On July 1, 2015, an amendment (Amendment) to the Company Act (公司法) of Taiwan took effect to establish a new category of company under the new Chapter 13, called “closely-held company limited by shares” (閉鎖性股份有限公司, hereinafter, a 'close company'), aiming to provide start-up companies with a degree of flexibility when dealing with the limitations of a company limited by shares (股份有限公司) under the Company Act.
Features – 'Non-Public' and 'Close' A close company is defined as a non-public company with no more than 50 shareholders, the articles of incorporation of which stipulate restrictions on transfers of its shares (Section 356-1). To maintain its 'non-public' status, a close company must be a company that has not attained 'public company status' and the number of its shareholders must be kept below 50, though this may be adjusted by the Ministry of Economic Affairs (MOEA), central governing authority for affairs under the Company Act in the future pursuant to social and economic status of the country and practical needs. It should be noted that:
In addition, to maintain its 'close' feature, the Amendment requires that there be a transfer restriction stipulated in the articles of incorporation. Such transfer restriction must be recorded on the share certificates, and if the company does not issue share certificates, on the documents delivered to transferees. The transferee must request that the company provide a copy of its articles (Section 356-5). The extent of this transfer restriction will be discussed below under 'Transfer Restriction'.
Capitalization – Type of Contributions and Abolishment of Par Value Requirement Under the Company Act before the Amendment, shares of a company limited by shares could only be paid for by cash, a monetary claim against the company, proprietary technology, intellectual property, or assets needed by the company, depending on the characteristic of that shareholder. For a start-up company, there will often be a founder who renders services or an angel investor who extends credit to the company. However, such contributions could not be categorized under any of the foregoing types.

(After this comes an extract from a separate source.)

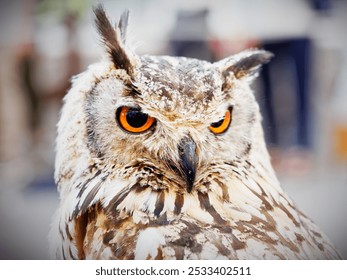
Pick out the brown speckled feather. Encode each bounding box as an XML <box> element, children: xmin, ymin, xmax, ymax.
<box><xmin>50</xmin><ymin>6</ymin><xmax>340</xmax><ymax>259</ymax></box>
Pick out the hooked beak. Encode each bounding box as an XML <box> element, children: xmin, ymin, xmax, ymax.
<box><xmin>178</xmin><ymin>137</ymin><xmax>197</xmax><ymax>193</ymax></box>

The Amendment provides that for a close company, shares can also be paid for by services rendered or credit extended to the company, in addition to cash, assets needed by the company, and technology. The Amendment would therefore allow a founder who renders services or an angel investor who extends credit line needed by the company to become a shareholder of a close company (Section 356-3).
To prevent a close company from being short of cash or valuable assets, the Amendment also prohibits shares paid for by rendering services or extending credit from exceeding a certain percentage of the total issued shares. The percentage will be announced by the MOEA in the future.
The Amendment also abolishes the par value requirement. A close company can now have no par value and, therefore, not have a capital reserve account (Section 356-6). It also provides a close company with flexibility regarding equity incentive schemes by having a lower subscription price or strike price for shares.
Flexibility on 'Control' and 'Economic' Terms for Investments To draw interest from potential investors to provide financing to a start-up company, a company would normally provide potential investors with certain incentives from an economic and/or control perspective. However, a company limited by shares has little or no flexibility to tailor these terms for potential investors.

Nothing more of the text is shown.